I didn't see myself at a disadvantage.
When I saw other disabled people, it made me feel uncomfortable knowing that I could be viewed in a similar light as them. I looked away. I felt ashamed of doing it but I didn't know what else to do.
As a disabled person, I was being ableist.
I know that ableism is a problem and even though I am so much better than I was. Being ableist is something that I have to acknowledge every day.
Disfigured covers this as a central argument. Fairytales often portray the negatives about having a disability and the only way to be happy is if this is overcome.
When the Olympics came to London in 2012, my Dad managed to get tickets for the Paralympics Games. As it was so close to home, I was bombarded with small comments about how I could do that if I wanted to. Throw away the fact that I had no interest in sports and P.E. teachers didn't understand at all my condition.
I could overcome my condition. I could be great. I could be an acceptable disabled person.
Once I reach 16, the way that my disability was treated by others became apparent. One of the earliest things was when I was doing NCS, a facilitator say that he had never felt someone with such a clicky wrist. (Often my joints click and they don't hurt.) When applying for jobs, I always stated that I would have a disability, sometimes I would get an interview, sometimes I wouldn't. Other times, I got interviews, they told me that I would be fine.
I would see a rejection email shortly after.
Even when in a job, I know that I am treated differently from my peers. If someone else does a job, they get shouted at for being too slow.
People use my disability as an excuse, "it's fine, you have a reason to be slow." Even though, I take longer because I am doing the job properly and cleaning up everyone else's mistakes.
Even then, no one tells me off when I do something wrong.
My disability is questioned, even though I am happy to do something. If I do something differently I get asked about it.
Don't get me wrong, I don't mind that people ask but I know they do so when it's weird.
Sometimes people don't mention it at all and you know, they know. They just don't mention it. When they do mention it, they skate around the subject. Scared that I will be offended or that they have said something wrong.
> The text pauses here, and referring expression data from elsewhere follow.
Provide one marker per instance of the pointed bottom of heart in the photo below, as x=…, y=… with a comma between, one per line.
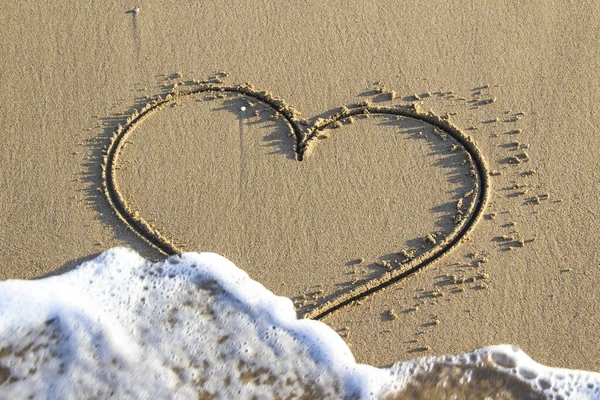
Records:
x=196, y=326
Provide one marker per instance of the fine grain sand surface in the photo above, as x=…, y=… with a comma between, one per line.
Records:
x=520, y=80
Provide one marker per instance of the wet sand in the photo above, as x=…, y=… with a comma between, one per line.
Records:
x=216, y=179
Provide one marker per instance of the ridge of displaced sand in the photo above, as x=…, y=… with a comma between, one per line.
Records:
x=304, y=142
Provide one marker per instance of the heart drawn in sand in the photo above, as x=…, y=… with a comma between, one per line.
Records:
x=468, y=207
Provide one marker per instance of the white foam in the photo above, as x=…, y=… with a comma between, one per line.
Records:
x=195, y=325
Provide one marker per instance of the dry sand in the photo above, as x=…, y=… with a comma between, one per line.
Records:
x=206, y=174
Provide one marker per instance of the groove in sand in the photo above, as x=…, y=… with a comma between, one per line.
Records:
x=303, y=139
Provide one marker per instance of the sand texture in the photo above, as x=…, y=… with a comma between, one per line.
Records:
x=377, y=192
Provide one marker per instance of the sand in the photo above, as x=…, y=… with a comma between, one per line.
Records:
x=208, y=175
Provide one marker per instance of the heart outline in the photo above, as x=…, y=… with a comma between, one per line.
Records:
x=304, y=138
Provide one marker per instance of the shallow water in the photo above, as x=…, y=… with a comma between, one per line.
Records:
x=196, y=326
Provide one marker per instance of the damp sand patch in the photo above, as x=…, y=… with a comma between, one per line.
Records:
x=196, y=326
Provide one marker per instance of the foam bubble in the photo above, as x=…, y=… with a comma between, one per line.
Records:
x=196, y=326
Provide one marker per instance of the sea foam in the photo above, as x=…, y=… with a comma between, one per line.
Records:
x=196, y=326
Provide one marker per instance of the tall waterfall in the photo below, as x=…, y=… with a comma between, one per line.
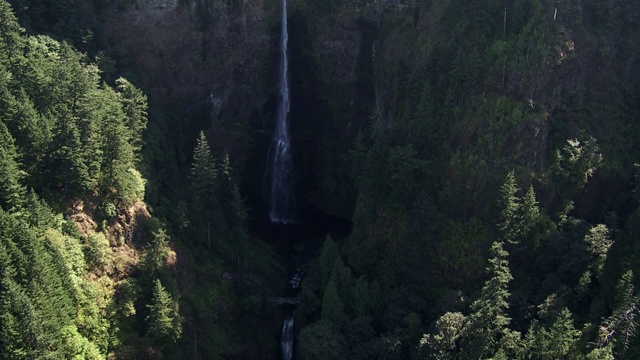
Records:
x=286, y=339
x=280, y=209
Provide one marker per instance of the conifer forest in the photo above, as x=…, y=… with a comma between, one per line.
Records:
x=320, y=179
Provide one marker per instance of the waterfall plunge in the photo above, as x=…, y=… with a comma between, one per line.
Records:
x=280, y=208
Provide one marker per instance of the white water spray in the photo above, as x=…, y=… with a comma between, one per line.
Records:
x=280, y=208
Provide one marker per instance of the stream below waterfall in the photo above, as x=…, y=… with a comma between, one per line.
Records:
x=296, y=244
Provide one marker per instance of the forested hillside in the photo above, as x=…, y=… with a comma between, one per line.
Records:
x=485, y=152
x=86, y=271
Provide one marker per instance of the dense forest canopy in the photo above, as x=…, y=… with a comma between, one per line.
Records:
x=485, y=152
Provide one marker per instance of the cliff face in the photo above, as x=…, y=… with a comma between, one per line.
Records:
x=182, y=60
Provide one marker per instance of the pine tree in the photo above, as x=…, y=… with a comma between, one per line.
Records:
x=134, y=105
x=12, y=192
x=204, y=184
x=332, y=306
x=164, y=323
x=487, y=328
x=509, y=224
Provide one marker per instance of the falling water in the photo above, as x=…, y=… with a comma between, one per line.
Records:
x=286, y=339
x=280, y=209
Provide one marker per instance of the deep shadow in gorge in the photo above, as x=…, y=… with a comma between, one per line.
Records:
x=298, y=242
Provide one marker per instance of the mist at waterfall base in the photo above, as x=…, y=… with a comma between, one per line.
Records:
x=280, y=163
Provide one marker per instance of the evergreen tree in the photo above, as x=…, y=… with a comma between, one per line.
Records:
x=134, y=105
x=204, y=184
x=487, y=327
x=509, y=224
x=12, y=192
x=332, y=306
x=164, y=323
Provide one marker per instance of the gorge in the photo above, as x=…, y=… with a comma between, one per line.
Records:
x=406, y=179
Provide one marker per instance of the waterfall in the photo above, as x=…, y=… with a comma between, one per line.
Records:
x=286, y=339
x=280, y=208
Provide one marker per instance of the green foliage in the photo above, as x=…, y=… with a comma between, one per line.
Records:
x=164, y=323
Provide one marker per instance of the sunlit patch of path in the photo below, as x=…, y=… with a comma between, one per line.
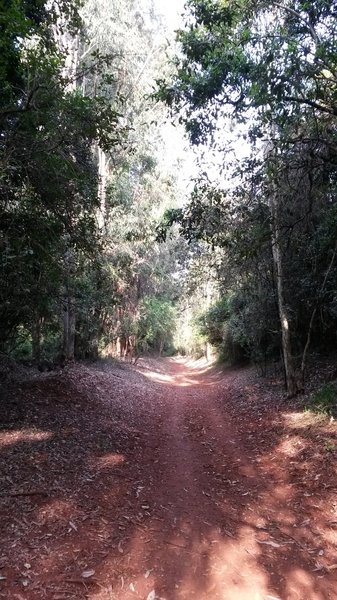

I know all of this takes place in life because we are surrounded by a multitude of ableist ideas that are just a foundation on how we view disabled people. Through books, films and fairytales, these are always exacerbated and not questioned.
I do have hope though.
Having seen the limit in representation and for the longest time, being scared of writing about someone like me.
Because I didn't see someone like me.
With the growth of TikTok and disabled creators being themselves, seeing books like Disfigured and the growth of the spoonie movement (which I do relate to as I do get pain and extreme tiredness after work), I believe that ableism can be challenged.
One day at a time.
One piece of positive representation at a time.